The TSVIO package provides a fast but simple interface for accessing, read-only, (subsets of) potentially very large (many gigabytes) data matrices stored in plain text files.

Data File Format

Data files are required to be plain text files containing lines with tab-separated data columns.

Each line is separated into logical columns (fields) by tab characters.

The first line must contain unique labels for each data column. The first line may contain one less field than the remaining lines. Such files are often produced by R. Alternatively, the first line may contain the same number of fields as the remaining lines and the first field on that line is ignored. Such files are often produced by anything other than R.

Every line (row) after the first must contain the same number of fields.

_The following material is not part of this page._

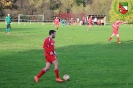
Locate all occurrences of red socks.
[54,68,59,78]
[37,68,59,78]
[37,69,46,78]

The first field of each line must be a unique row label. (Row and column labels are treated separately and can have labels in common.)

tsvio assumes that the data file is static and does not change during an R session.

Index File

Before data can be read from a data file, an index file containing the starting position of the data line for each row label must be generated.

The index file can be generated explicitly by calling tsvGenIndex:

tsvGenIndex (filename, indexfile)

tsvio assumes that the data file is static and does not change during an R session. Hence, an index file, once created, does not change during an R session either.

The index file must be regenerated by the user whenever the data file changes. The tsvio package cannot detect that the data file has changed. Using an outdated index file can result in erroneous results or a run-time error.

The data access functions described below can generate the index file automatically on first access. Depending on file permissions, this may allow the user to simply remove the index file whenever the data file is modified. A new index file will be generated on the next access (which will thus be slower than normal).

Matrix Data Access

The function tsvGetData is used to read data as a matrix:

tsvGetData (filename, indexfile, rowpatterns, colpatterns, dtype="", findany=TRUE)

rowpatterns is either NULL or a vector of row labels. If NULL, data from all lines in the file is returned. Otherwise, only data from rows matching an entry in rowpatterns is returned. Only exact matches are supported.

Similarly, colpatterns specifies which columns to return data for.

Thus, the entire data matrix can be returned by specifying NULL for both rowpatterns and colpatterns.

The return value is always a data matrix with two dimensions. If rowpatterns or colpatterns is a single element, the corresponding axis of the returned matrix is not ‘dropped’. The standard R function drop can be used to delete any dimensions of length one if desired.

By default, if rowpatterns or colpatterns are not NULL, any specified labels not in the data file will be silently ignored and not included in the result. However, if there are no matching rows or no matching columns, tsvGetData will throw an error.

Setting the optional parameter findany to FALSE will cause tsvGetData to throw an error if any specified label is not in the data file.

Rows and columns in the returned matrix will occur in same order as they appear in rowpatterns and colpatterns respectively. Duplicate entries in rowpatterns or colpatterns will never match any label (and always result in an error if findany is FALSE).

Matrix Data Type

The returned matrix will have the same mode as the dtype parameter, which can be a string, a numeric, or an integer. The value of the parameter is ignored. Returning a numeric or integer matrix can be much faster than returning a character matrix and then converting it. However, it requires all data elements in the data file to conform to that type. Otherwise tsvGetData will throw an error.

Row Data Access

The function tsvGetLines returns a subset of the lines in the data file as a string vector:

tsvGetLines (filename, indexfile, patterns, findany=TRUE)

The string vector returned by tsvGetLines consists of the entire first line in the data file, followed by the entirety of every line whose row label occurs in patterns. Unlike with tsvGetData, patterns cannot be NULL and matching lines are ordered by their order in the data file, not the order of their labels in patterns. If findany is TRUE, labels in patterns that do not occur are ignored. If no labels match, an error is thrown. If findany is FALSE, an error is thrown if there is no row for any label in patterns.